Oleh sebab itu, kita dapati dalam kalimat-kalimat ringkas, kata-kata yang tepat, dan ungkapan-ungkapan yang hidup.

Menurut JS Badudu (1988), bahasa jurnalistik memiliki sifat-sifat khas yaitu singkat, padat, sederhana, lugas, menarik, lancar dan jelas.

Sifat-sifat itu harus dimiliki oleh bahasa pers, bahasa jurnalistik, mengingat surat kabar dibaca oleh semua lapisan masyarakat yang tidak sama tingkat pengetahuannya.

Lukas (2006) dalam Suroso (2001) menjelaskan kriteria bahasa jurnalistik sebagai berikut:

1. Singkat

Artinya bahasa jurnalistik harus menghindari penjelasan yang panjang dan bertele-tele.

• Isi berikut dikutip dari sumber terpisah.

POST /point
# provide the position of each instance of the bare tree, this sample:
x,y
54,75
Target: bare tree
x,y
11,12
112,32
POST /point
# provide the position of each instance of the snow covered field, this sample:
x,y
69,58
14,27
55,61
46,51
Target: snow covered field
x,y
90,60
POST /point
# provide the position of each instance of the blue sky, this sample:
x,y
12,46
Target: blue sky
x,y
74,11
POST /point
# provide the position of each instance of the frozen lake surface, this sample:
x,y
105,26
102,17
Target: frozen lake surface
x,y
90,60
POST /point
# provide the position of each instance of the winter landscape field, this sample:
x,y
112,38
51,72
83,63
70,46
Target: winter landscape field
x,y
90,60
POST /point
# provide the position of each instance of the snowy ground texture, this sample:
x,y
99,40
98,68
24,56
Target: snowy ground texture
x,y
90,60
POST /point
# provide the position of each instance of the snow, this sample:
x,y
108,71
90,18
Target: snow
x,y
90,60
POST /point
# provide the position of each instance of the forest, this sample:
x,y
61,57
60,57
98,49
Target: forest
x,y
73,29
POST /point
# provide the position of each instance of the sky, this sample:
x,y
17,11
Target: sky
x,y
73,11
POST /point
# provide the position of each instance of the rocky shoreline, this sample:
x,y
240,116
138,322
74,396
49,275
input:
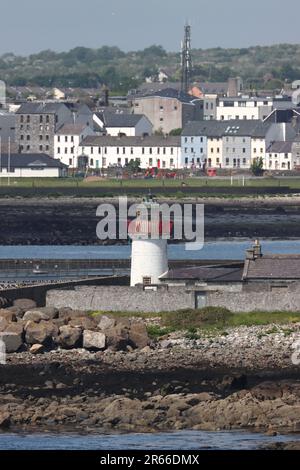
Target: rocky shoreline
x,y
241,378
73,221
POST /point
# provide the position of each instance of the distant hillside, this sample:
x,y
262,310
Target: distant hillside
x,y
267,67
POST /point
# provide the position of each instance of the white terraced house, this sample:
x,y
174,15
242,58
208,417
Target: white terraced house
x,y
152,151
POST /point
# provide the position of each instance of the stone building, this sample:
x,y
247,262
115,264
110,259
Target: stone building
x,y
36,125
168,109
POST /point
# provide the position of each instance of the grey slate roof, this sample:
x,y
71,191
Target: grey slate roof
x,y
120,119
172,93
278,267
39,108
28,160
148,141
280,147
71,129
251,128
206,273
7,125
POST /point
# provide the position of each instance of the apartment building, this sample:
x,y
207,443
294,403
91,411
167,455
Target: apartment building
x,y
152,151
67,141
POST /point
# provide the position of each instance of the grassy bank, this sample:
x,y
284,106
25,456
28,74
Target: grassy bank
x,y
207,319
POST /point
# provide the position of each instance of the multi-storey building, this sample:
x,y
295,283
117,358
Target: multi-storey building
x,y
67,141
152,151
168,109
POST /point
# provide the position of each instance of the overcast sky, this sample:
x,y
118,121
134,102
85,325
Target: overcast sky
x,y
33,25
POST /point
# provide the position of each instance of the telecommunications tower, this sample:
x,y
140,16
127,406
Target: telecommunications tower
x,y
186,60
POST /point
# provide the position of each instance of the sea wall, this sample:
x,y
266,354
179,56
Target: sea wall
x,y
131,299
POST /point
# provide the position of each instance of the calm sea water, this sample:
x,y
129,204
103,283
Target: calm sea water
x,y
183,440
229,249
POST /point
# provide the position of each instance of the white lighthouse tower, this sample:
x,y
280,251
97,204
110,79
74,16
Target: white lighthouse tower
x,y
149,256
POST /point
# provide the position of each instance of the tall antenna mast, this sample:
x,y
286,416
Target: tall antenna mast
x,y
186,60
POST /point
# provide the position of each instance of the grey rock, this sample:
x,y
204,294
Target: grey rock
x,y
93,340
106,322
69,337
12,341
25,304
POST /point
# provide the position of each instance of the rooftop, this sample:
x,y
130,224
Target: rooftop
x,y
279,267
251,128
148,141
29,160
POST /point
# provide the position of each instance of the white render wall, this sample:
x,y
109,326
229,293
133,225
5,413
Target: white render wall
x,y
31,173
66,147
102,157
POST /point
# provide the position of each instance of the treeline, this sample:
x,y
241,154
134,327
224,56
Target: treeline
x,y
267,67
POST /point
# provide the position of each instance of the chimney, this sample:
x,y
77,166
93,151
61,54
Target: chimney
x,y
254,252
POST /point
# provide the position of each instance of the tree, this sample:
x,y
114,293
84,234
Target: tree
x,y
257,167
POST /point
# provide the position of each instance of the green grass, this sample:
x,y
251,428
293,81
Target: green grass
x,y
152,183
209,319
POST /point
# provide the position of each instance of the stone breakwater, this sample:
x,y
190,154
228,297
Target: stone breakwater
x,y
243,378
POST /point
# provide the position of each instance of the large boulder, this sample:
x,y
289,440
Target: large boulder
x,y
4,303
12,341
44,313
16,310
69,337
8,315
67,313
3,324
40,333
36,316
25,304
105,323
94,340
85,323
138,336
117,337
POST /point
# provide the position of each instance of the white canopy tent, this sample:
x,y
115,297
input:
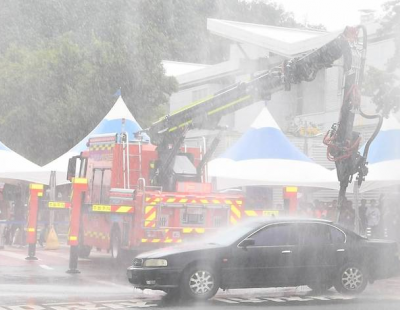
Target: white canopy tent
x,y
265,156
118,119
15,168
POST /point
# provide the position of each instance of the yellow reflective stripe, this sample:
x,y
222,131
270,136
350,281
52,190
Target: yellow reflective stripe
x,y
235,211
229,105
36,186
197,102
250,213
79,180
123,209
101,208
54,204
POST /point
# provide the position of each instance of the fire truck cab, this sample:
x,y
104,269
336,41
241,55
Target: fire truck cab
x,y
122,210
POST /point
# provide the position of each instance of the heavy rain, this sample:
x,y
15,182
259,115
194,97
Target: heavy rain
x,y
199,153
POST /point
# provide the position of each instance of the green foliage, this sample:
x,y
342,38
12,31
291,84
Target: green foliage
x,y
384,86
61,61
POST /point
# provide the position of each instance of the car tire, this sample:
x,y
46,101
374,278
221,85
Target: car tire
x,y
351,279
199,282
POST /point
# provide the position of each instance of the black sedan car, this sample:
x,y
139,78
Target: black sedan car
x,y
268,253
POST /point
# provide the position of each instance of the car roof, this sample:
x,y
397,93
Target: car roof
x,y
277,220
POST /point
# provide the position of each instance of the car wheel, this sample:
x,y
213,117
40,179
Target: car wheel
x,y
352,279
173,294
320,288
199,282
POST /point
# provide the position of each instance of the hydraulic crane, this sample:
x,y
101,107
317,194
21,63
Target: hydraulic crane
x,y
343,143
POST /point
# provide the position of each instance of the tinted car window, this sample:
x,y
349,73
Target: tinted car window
x,y
337,236
314,234
275,235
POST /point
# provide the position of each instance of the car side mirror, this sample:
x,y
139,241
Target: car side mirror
x,y
246,243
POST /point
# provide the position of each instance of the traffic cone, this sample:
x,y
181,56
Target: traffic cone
x,y
52,240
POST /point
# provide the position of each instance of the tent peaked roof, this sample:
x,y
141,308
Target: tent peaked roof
x,y
13,162
279,40
386,145
119,119
264,140
265,156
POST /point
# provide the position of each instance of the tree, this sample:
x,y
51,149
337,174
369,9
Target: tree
x,y
384,86
61,61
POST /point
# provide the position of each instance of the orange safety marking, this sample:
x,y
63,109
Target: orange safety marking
x,y
79,180
161,240
59,205
150,216
112,208
36,186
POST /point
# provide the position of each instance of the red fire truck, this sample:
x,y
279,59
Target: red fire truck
x,y
142,195
124,209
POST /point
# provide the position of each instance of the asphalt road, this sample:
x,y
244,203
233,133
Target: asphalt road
x,y
44,284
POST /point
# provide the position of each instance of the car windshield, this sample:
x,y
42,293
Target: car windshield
x,y
229,235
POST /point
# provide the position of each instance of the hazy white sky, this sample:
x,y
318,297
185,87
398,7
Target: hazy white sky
x,y
334,14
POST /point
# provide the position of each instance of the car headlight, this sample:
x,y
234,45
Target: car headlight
x,y
155,263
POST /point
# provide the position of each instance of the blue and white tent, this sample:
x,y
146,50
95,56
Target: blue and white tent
x,y
119,119
265,156
383,157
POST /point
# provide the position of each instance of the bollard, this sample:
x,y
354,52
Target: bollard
x,y
2,229
73,260
79,186
36,191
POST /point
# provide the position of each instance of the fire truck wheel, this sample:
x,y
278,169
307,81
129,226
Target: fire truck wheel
x,y
116,251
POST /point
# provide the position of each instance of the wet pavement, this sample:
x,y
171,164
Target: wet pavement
x,y
44,284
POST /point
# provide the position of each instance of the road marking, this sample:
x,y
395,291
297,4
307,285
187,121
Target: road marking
x,y
13,255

Tips: agar singkat, bahasa jurnalistik harus “hemat kata” (economy of words). Contohnya: pilih “sekitar” untuk “kurang lebih”; “lalu” untuk “kemudian”; “mencuri” > “melakukan pencurian”; “meneliti” > “melakukan penelitian”.

2. Padat

Artinya bahasa jurnalistik yang singkat itu sudah mampu menyampaikan informasi yang lengkap. Semua yang diperlukan pembaca sudah tertampung didalamnya. Menerapkan prinsip 5W 1H, membuang kata-kata mubazir dan menerapkan ekonomi kata.

3. Sederhana

Artinya bahasa pers sedapat-dapatnya memilih kalimat tunggal dan sederhana, bukan kalimat majemuk yang panjang, rumit, dan kompleks. Kalimat yang efektif, praktis, sederhana pemakaian kalimatnya, tidak berlebihan pengungkapannya (bombastis).

4. Lugas

Artinya bahasa jurnalistik mampu menyampaikan pengertian atau makna informasi secara langsung dengan menghindari bahasa yang berbunga-bunga.

5. Menarik

Artinya dengan menggunakan pilihan kata yang masih hidup, tumbuh, dan berkembang. Menghindari kata-kata yang sudah mati (jarang digunakan).

6. Jelas

Artinya informasi yang disampaikan jurnalis dengan mudah dapat dipahami oleh khalayak umum (pembaca). Struktur kalimatnya tidak menimbulkan penyimpangan/pengertian makna yang berbeda, menghindari ungkapan bersayap atau bermakna ganda (ambigu).

Oleh karena itu, seyogianya bahasa jurnalistik menggunakan kata-kata yang bermakna denotatif (jelas, lugas, literal, tidak mengandung makna lain).

Penyimpangan Bahasa Jurnalistik

Terdapat beberapa penyimpangan bahasa jurnalistik dibandingkan dengan kaidah bahasa Indonesia baku, di antaranya: penyimpangan morfologis, kesalahan sintaksis, kesalahan kosakata, kesalahan ejaan, dan kesalahan pemenggalan.

1. Peyimpangan morfologis

Peyimpangan ini sering terjadi dijumpai pada judul berita surat kabar yang memakai kalimat aktif, yaitu pemakaian kata kerja tidak baku dengan penghilangan afiks.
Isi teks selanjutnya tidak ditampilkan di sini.